Manufacturers can use raw materials to produce finished products, which can be sent directly to retailers or, in rare cases, to consumers. However, the finished product usually flows from the manufacturer to one or more wholesalers before reaching the retailer and ultimately the consumer. Each party in the distribution channel usually takes legal ownership of the goods during a physical transfer, but this is not always the case. For example, in the case of consignment, the manufacturer retains full legal ownership even if the goods are in the hands of a wholesaler or retailer. Until the goods reach the final consumer.

Distribution channels in less industrialised countries tend to be more direct, that is, shorter and simpler. However, there are some notable exceptions. For example, the Ghana Cocoa Commission collects cocoa beans in Ghana and licenses trading companies to process the raw materials. Similar marketing processes are used in other West African countries. Due to the large number of small producers, these agents work through intermediaries, who recruit sub-buyer to find runners to transport products from remote locations.

Until the second half of the 20th century, long and complex sales channels and numerous wholesalers characterised Japanese marketing organisations. The product may go through at least five separate wholesalers before it reaches the retailer. There is a wide variety of sales channels available to businesses, and building the right channels can be one of the most important marketing decisions for a company. As with most industrial capital goods, companies can sell their products directly to their end customers.

Alternatively, you can use one or more intermediaries to deliver the goods to the end consumer. The design and structure of consumer and industrial marketing channels can be very similar or very different.

Types of Marketing Intermediaries

The four types of marketing intermediaries are:

  • Agent: The agent is an independent entity that acts as an agent for the buyer’s manufacturer. The agent owns the product without actually owning it. They work on a commission basis.

  • Distributor: Distributors differ from wholesalers in that wholesalers have many product lines such as Tide and Surf Excel in stock but distributors are complementary lines of either Tide or Surf Excel products. Only one of them is in stock. Distributors bring these products to POS and work very closely with suppliers and buyers.

  • Wholesalers: Wholesalers buy and resell products in bulk. They own the products they sell. They usually sell these products to retailers for profit.

  • Retailers: Retailers can be independent such as small convenience stores, or supermarket chains such as Tesco, Walmart, Big Bazaar, and Reliance Fresh. They own products in stock. Retailers are usually the last link in the supply chain to make a profit and deliver products to end users.

Characteristics and Roles of the Distributor

In addition, based on the characteristics and roles of the distributor, there are usually the following formats:

  • Commercial brokers: wholesalers, retailers and other brokers buy goods and then resell them for profit.

  • Brokers: brokers, manufacturer representatives, commercial agents serve customers.

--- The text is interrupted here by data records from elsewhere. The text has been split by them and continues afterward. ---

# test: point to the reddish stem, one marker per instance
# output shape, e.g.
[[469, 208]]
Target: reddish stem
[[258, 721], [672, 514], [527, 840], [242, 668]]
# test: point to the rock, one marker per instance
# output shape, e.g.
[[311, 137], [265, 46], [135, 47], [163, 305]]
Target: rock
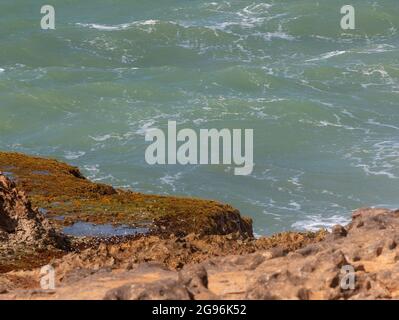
[[19, 222]]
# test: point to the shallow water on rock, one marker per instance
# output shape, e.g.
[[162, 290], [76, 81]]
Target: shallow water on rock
[[81, 229]]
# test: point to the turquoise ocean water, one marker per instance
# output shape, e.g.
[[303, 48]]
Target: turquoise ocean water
[[323, 102]]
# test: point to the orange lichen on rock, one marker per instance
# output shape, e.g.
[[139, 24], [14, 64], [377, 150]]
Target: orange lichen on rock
[[61, 190]]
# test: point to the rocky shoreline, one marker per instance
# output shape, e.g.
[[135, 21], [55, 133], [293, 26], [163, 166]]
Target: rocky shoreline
[[194, 249]]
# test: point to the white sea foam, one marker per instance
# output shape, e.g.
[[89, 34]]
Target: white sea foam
[[117, 27], [73, 155], [327, 55], [170, 180], [317, 222]]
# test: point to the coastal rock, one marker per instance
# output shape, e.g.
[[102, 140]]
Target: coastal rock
[[314, 271], [19, 222], [61, 190]]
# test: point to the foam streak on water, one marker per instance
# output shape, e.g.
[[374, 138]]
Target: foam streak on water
[[323, 102]]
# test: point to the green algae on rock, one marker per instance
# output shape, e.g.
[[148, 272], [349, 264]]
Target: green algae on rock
[[61, 190]]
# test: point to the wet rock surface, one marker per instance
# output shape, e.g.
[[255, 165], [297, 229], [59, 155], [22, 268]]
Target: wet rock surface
[[219, 259], [220, 268], [64, 192]]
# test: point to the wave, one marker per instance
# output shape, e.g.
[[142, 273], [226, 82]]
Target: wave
[[117, 27]]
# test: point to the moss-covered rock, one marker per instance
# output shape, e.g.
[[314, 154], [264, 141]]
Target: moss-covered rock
[[59, 189]]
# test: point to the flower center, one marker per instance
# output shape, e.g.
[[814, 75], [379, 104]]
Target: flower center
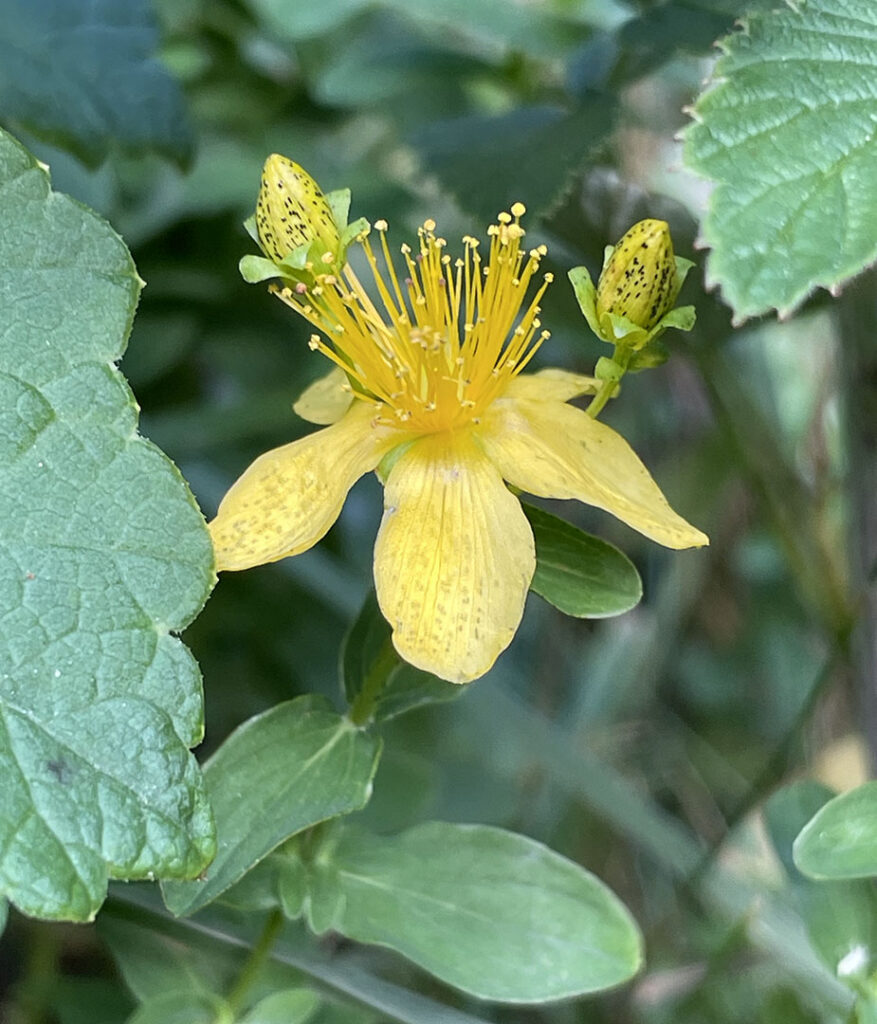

We are looking for and will negotiate the terms of sale on behalf of the manufacturer.

  • Brokerage support: Manufacturer’s support advertising in shipping companies, warehousing, banks and manufacturing processes.

Marketing intermediaries (also known as distribution intermediaries) are product distribution, numerous organisations and people operate as a link between manufacturers and customers. Marketing intermediates are companies that assist businesses in advertising, selling, and delivering goods and services to customers.

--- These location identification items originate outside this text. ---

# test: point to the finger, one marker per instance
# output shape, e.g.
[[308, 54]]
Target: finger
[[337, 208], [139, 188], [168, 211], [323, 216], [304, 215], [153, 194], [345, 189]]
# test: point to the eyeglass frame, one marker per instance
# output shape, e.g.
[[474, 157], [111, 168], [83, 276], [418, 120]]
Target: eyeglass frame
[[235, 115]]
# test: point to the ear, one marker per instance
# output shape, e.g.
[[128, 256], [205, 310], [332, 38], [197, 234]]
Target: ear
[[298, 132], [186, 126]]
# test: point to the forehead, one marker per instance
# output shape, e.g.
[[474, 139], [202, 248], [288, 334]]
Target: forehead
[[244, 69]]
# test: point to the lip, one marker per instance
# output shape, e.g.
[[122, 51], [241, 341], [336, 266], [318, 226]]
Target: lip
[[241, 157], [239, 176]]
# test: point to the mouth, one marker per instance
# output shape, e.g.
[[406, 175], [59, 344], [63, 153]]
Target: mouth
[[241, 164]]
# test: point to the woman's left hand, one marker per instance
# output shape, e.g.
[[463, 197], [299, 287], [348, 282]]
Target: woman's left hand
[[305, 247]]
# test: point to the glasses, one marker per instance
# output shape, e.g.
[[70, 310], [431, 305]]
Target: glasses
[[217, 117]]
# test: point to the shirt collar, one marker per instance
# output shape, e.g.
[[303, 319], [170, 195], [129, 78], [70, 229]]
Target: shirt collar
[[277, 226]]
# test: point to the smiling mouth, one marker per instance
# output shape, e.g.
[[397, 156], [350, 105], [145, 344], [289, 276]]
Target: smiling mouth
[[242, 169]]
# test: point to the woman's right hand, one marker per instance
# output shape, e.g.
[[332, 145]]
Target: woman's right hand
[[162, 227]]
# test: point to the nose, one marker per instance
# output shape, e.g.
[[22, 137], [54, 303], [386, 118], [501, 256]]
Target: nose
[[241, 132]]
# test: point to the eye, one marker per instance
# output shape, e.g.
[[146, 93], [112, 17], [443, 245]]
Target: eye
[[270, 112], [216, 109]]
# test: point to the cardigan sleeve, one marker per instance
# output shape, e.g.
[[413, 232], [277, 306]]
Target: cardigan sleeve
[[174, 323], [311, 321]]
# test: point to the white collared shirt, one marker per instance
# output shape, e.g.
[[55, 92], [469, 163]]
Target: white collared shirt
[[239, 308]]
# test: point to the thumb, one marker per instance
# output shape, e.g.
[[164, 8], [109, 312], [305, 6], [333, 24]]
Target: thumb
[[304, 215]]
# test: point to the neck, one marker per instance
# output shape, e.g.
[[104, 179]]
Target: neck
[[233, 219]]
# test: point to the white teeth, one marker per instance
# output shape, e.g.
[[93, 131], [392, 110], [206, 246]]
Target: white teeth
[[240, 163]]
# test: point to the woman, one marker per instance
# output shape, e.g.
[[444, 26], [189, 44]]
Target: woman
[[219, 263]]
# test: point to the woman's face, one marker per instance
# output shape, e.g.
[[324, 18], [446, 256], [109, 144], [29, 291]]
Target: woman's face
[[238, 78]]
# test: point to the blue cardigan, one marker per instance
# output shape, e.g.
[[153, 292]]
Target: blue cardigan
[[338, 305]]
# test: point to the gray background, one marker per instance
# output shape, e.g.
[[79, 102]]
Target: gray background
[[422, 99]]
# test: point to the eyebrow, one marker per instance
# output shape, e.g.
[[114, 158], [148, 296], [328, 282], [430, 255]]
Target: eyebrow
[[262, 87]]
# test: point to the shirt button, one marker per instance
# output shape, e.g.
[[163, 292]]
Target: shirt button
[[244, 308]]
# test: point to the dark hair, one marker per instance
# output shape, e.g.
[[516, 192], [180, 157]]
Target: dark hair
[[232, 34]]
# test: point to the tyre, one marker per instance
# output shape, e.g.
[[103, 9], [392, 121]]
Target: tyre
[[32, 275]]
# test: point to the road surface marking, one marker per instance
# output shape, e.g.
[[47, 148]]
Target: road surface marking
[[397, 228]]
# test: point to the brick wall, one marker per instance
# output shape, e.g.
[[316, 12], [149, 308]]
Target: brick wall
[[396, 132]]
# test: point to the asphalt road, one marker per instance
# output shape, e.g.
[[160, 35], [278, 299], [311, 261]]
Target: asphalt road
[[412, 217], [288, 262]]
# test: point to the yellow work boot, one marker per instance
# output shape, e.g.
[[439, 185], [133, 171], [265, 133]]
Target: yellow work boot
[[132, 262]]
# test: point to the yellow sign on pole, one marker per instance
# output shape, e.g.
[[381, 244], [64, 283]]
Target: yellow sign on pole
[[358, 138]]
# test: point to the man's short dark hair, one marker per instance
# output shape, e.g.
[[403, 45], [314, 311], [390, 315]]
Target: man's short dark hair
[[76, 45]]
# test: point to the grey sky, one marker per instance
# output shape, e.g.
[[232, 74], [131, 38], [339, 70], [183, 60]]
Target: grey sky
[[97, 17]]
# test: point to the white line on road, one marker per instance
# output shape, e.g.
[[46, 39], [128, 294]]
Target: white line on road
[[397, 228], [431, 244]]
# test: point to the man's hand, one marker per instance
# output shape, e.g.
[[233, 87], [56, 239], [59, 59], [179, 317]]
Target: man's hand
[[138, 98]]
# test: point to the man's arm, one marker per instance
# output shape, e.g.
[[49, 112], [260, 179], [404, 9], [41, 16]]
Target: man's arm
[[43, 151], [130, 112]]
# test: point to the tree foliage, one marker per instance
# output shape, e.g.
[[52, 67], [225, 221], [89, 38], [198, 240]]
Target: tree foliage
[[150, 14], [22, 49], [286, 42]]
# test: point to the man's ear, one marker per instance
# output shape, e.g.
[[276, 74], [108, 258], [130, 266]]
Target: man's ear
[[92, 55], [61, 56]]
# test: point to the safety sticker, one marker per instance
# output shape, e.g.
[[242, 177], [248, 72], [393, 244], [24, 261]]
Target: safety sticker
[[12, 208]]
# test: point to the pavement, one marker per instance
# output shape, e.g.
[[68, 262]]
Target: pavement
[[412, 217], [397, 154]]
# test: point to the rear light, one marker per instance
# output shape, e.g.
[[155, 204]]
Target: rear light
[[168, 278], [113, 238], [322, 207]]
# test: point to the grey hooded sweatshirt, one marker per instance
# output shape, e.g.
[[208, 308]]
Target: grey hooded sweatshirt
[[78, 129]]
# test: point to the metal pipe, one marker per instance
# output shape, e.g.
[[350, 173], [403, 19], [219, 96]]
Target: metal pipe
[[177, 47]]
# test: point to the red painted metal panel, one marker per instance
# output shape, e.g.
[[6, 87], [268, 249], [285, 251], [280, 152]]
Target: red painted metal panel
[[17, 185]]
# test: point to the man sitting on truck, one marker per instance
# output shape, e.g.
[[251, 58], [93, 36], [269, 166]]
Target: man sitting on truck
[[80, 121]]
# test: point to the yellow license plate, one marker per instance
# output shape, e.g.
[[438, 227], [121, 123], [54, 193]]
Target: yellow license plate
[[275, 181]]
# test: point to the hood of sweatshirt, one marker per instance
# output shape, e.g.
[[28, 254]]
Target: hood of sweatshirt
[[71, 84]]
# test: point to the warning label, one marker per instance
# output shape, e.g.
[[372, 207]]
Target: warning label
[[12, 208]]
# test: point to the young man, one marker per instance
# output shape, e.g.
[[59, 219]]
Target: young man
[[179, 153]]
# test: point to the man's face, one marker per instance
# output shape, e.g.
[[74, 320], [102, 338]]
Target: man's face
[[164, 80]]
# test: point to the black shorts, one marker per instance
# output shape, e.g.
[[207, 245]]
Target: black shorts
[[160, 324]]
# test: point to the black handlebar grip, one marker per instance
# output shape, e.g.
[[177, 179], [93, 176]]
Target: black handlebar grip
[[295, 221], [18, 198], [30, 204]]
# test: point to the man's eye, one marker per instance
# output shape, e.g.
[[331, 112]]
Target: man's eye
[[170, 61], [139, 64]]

Product distribution intermediates, distribution support establishments, marketing service institutions, and financial intermediaries are all examples of these businesses. A distributor can be a retailer, wholesaler, agency, or broker, among other things.

Article Source
  • Scott, G. Effective Selling and Sales Management

  • Theodoridis, C., Sarmaniotis, C., & Stalidis, G. (2019). Marketing Intelligence in Retail and Distribution Management. Bradford, West Yorkshire: Emerald Publishing Limited.